Les associations de protection de l’environnement qui demandent le moratoire sur le maïs MON 810 s’appuient sur les mêmes études scientifiques que celles utilisées par les gouvernements allemands, autrichiens et hongrois et par la Commission européenne. Cette dernière avait en effet émis des réserves à l’encontre des OGM évoquant notamment « de sérieux doutes scientifiques quant à la sûreté des aliments et cultures OGM » ainsi que « l’apparition de nouveaux risques complexes » et le fait que les risques sur la santé humaine et animale ne peuvent être exclus [2].

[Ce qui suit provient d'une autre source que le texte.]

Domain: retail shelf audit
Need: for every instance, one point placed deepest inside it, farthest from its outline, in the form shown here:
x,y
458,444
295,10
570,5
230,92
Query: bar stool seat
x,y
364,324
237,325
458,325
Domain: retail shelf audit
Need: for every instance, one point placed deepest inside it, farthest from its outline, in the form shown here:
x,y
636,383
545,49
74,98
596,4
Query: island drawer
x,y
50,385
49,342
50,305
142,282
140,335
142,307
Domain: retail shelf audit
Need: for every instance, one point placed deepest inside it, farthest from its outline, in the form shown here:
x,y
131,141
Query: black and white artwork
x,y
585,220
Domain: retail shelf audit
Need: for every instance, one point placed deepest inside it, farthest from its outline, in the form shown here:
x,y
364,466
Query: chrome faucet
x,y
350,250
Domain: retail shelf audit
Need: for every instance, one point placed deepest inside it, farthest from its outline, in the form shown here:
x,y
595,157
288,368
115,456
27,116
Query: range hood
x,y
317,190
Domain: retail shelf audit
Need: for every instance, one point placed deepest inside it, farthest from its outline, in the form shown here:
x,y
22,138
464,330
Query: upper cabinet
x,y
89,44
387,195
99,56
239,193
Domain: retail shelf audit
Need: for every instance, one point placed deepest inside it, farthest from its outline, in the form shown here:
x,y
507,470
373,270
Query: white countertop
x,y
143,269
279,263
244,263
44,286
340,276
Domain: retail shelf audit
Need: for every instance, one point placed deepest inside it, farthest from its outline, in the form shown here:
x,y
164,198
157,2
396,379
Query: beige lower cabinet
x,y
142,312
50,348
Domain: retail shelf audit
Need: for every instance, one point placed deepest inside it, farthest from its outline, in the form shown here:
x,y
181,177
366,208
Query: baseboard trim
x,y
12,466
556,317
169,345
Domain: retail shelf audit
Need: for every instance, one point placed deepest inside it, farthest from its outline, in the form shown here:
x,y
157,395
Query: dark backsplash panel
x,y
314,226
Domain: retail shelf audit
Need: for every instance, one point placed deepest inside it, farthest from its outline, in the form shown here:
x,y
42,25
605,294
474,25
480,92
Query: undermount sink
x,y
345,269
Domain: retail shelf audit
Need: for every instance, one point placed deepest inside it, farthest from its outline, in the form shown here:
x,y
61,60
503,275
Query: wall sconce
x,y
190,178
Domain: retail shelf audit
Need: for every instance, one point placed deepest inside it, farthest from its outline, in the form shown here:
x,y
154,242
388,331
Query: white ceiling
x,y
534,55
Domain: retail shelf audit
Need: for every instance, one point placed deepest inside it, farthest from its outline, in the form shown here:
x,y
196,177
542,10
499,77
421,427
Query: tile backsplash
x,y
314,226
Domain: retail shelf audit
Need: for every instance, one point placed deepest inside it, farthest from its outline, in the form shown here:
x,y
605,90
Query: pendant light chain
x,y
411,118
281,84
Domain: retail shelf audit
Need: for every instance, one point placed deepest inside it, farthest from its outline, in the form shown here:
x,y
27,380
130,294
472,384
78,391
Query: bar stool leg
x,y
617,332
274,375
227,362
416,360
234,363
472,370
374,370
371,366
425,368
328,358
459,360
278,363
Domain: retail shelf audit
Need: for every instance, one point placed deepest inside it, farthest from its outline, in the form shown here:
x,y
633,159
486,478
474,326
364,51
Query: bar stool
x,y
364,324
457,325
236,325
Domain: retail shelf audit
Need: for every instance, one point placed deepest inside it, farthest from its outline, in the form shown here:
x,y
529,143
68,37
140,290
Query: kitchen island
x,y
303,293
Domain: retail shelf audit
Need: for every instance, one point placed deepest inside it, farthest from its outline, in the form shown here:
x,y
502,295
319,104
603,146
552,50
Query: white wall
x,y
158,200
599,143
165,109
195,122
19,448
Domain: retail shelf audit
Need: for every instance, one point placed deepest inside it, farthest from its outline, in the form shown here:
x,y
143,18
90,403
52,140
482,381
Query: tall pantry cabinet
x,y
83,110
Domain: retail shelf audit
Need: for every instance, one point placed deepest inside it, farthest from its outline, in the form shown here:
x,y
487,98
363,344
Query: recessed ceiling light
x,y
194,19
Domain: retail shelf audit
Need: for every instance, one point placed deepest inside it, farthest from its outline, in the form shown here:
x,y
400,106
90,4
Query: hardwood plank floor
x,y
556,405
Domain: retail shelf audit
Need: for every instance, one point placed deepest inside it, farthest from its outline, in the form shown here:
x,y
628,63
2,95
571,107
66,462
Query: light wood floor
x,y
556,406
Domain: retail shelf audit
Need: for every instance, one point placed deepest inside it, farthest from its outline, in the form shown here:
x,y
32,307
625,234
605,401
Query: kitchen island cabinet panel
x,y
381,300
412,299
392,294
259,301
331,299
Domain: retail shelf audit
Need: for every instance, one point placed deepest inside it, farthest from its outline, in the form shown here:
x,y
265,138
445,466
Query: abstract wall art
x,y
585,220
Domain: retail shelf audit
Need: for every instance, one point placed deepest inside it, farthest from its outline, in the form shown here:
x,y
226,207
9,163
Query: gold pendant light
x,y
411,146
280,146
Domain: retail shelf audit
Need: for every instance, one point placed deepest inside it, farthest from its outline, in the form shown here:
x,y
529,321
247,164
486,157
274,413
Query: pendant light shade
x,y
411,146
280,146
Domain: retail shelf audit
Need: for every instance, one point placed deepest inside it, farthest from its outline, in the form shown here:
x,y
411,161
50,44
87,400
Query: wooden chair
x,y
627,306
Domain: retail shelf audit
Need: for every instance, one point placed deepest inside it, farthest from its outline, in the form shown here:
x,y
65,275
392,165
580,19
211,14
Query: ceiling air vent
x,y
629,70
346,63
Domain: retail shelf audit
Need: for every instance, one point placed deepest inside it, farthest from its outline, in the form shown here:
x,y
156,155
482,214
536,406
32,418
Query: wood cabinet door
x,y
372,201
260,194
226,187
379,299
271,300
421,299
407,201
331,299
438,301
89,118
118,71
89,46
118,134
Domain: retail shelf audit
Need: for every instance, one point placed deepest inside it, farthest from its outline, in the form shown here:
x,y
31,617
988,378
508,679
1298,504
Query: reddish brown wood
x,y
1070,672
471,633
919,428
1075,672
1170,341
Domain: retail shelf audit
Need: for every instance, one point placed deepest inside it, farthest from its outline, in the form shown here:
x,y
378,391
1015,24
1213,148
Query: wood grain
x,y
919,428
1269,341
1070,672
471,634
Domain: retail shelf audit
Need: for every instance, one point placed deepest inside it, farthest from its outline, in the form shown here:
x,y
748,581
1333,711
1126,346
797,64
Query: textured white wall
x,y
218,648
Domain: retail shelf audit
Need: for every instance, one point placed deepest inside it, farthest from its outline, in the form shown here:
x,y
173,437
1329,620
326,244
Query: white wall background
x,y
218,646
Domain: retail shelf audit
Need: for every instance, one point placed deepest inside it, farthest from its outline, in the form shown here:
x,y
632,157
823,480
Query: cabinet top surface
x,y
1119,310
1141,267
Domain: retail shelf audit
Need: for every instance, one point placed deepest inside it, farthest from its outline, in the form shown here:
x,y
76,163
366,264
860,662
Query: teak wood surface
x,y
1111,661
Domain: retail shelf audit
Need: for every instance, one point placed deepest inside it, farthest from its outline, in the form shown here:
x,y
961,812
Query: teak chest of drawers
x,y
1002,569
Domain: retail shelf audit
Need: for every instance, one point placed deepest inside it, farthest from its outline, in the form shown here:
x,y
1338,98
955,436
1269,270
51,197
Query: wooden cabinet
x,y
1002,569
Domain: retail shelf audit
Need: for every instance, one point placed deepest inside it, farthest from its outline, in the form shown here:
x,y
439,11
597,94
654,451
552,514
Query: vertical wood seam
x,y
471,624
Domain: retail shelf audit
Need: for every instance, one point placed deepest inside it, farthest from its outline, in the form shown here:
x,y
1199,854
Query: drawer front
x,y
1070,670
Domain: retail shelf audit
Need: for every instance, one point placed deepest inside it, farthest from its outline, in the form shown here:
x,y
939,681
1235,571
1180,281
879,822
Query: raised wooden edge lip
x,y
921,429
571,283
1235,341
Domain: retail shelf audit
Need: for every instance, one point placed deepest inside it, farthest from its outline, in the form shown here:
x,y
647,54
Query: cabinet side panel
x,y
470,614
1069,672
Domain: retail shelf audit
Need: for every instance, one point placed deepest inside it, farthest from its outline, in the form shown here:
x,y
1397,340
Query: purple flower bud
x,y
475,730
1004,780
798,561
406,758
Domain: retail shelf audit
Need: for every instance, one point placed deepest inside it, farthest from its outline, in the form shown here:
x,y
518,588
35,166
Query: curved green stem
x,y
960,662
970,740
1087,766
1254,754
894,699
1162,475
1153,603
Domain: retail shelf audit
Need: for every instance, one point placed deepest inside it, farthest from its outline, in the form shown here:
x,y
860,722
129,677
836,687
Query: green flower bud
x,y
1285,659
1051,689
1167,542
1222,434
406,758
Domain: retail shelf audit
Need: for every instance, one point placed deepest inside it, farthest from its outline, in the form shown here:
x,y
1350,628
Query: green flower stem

Pour Christian Berdot, chargé des OGM aux Amis de la Terre : « Il serait temps que nos gouvernants qui n’ont que le mot « recherche » à la bouche, tiennent enfin compte des dernières recherches qui démontrent qu’il existe de sérieux doutes quant à la sécurité des OGM, que leurs rendements ne sont pas supérieurs et que leur culture nécessite une consommation de produits chimiques supérieure ! Ceux-là mêmes qui parlent de « recherche », ne tiennent aucunement compte des dernières études scientifiques et préfèrent baser leur discours et leurs actes sur les dernières promesses publicitaires des des firmes de biotechnologies ».
Contact Presse :
Caroline Prak - Les Amis de la Terre
Tél : 01 48 51 32 22 / 06 86 41 53 43
Notes :
[1] Pour voir intégralité du décret de suspension, cliquez-ici
[2] En avril 2006, les Amis de la Terre s’étaient procuré le verdict provisoire prononcé par l’Organisation Mondiale du Commerce sur le conflit opposant les Etats-Unis à l’Union européenne sur les OGM. Adrian Bebb des Amis de la Terre releva de ce verdict, les réserves exprimées par la Commission européenne.